Cette question ne saurait se résoudre très aisément. Les mémoires et les correspondances parlent peu alors de Chamfort dont la notoriété est toute fraîche et encore assez restreinte ; les confidences qu’il a faites plus tard ne se rapportent guère qu’à l’époque où il avait atteint la quarantaine. Il nous faut pourtant essayer, en ajoutant quelques traits à ceux que nous avons notés au passage, de saisir ce qu’aux heures de la jeunesse il y eut d’essentiel dans sa conduite et dans sa physionomie morale.

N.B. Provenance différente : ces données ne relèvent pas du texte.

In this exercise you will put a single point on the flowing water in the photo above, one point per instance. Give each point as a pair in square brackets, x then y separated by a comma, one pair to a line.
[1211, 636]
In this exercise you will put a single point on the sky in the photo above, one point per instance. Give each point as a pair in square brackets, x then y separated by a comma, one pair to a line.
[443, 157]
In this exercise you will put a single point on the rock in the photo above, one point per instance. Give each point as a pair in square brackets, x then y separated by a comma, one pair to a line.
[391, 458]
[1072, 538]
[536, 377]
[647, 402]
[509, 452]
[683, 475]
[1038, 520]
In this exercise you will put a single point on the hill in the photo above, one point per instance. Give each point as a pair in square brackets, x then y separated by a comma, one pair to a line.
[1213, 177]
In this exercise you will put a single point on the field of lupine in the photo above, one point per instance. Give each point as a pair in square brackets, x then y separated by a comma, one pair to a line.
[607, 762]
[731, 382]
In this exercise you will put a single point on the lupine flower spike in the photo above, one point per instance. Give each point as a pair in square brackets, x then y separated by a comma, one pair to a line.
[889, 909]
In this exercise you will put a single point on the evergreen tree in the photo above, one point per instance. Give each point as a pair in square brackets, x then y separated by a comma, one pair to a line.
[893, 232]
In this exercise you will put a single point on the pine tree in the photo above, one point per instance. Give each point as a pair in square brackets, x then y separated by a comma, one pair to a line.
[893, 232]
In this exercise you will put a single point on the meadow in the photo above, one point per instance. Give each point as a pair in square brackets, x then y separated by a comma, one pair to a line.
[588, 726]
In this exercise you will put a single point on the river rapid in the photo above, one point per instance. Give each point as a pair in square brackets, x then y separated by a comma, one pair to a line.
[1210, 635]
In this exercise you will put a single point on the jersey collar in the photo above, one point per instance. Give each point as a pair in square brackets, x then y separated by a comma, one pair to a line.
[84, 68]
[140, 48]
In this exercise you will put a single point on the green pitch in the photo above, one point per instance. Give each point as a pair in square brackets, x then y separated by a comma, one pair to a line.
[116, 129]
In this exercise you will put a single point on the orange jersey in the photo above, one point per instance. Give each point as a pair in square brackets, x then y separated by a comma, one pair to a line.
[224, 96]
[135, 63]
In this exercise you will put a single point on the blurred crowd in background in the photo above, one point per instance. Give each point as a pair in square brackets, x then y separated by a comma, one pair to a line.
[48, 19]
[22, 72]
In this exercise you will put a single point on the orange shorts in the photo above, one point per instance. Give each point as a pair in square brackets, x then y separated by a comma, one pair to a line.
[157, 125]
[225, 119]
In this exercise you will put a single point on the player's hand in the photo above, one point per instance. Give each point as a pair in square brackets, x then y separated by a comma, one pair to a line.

Homme de plaisir, à une époque d’extrême livence, il eut du moins cette excuse à son dérèglement, qu’il s’y livra avec une sorte de bonne foi. Plus tard, une femme lui dit, un jour, ce mot curieux : « Je n’aime pas les gens d’esprit en amour : ils se regardent passer[1] ». Elle entendait qu’ils ne perdent jamais la tête, qu’ils ne s’oublient pas. Lui, s’oubliait à cette heure. Il payait de sa personne sans ménagement et sans calcul. Point de calcul de bas intérêt ; et des calculs de ce genre étaient trop peu rares ; point de calcul d’ambition,

  1. J’emprunte ce mot à quelques pensées inédites de Chamfort qui m’ont été gracieusement communiquées par M. Charavay.